For more information about security, visit the HMRC website or call the helpline number advertised on this site. HMRC

Labour Propose Corporation Tax Rise

The Labour Party will confirm next week that it will raise Corporation Tax if it is elected next year. The party is also considering a tax break in order to equalise the way that debt and equity finance for companies is treated.

Ed Balls, the Shadow Chancellor is allegedly going to say that he is examining the case for an ‘allowance of corporate equity’ as part of proposed reforms to encourage businesses to think more long-term. He will reiterate the party’s intention to reverse Government plans currently in place to cut Corporation Tax in April by 1% because it believes that cutting and then freezing business rates on premises is of a higher priority. This move means that Labour will be committed to maintaining the most competitive corporation tax rate in the G7. This stance could still give the party room to increase the tax if it wins the next General Election. Corporation Tax Helpline

Currently, the UK’s corporation tax rates are much lower than other G7 countries following a series of cuts by the Government in the last few years. Canada has the lowest rate at the moment of 26.3 per cent.
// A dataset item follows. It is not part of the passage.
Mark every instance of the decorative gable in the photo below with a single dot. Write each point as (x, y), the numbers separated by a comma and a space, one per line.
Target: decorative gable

The Labour Party is also considering an allowance for Corporate Equity, an idea that has been floating around since the 1980s in order to address the way that Britain and its tax system favours debt finance over equity finance, as critics believe that this can lead to an over-reliance on debt.

Versions of this have been introduced in Italy and Belgium but the policy could prove to be very expensive. When asked about the idea, Mr.Balls said that he and his party were pursuing ‘big ideas’.

Separately, Labour leader Ed Miliband kicked off a week of economic announcements by saying that he would transfer £30 billion worth of funding from central Government to local Governments.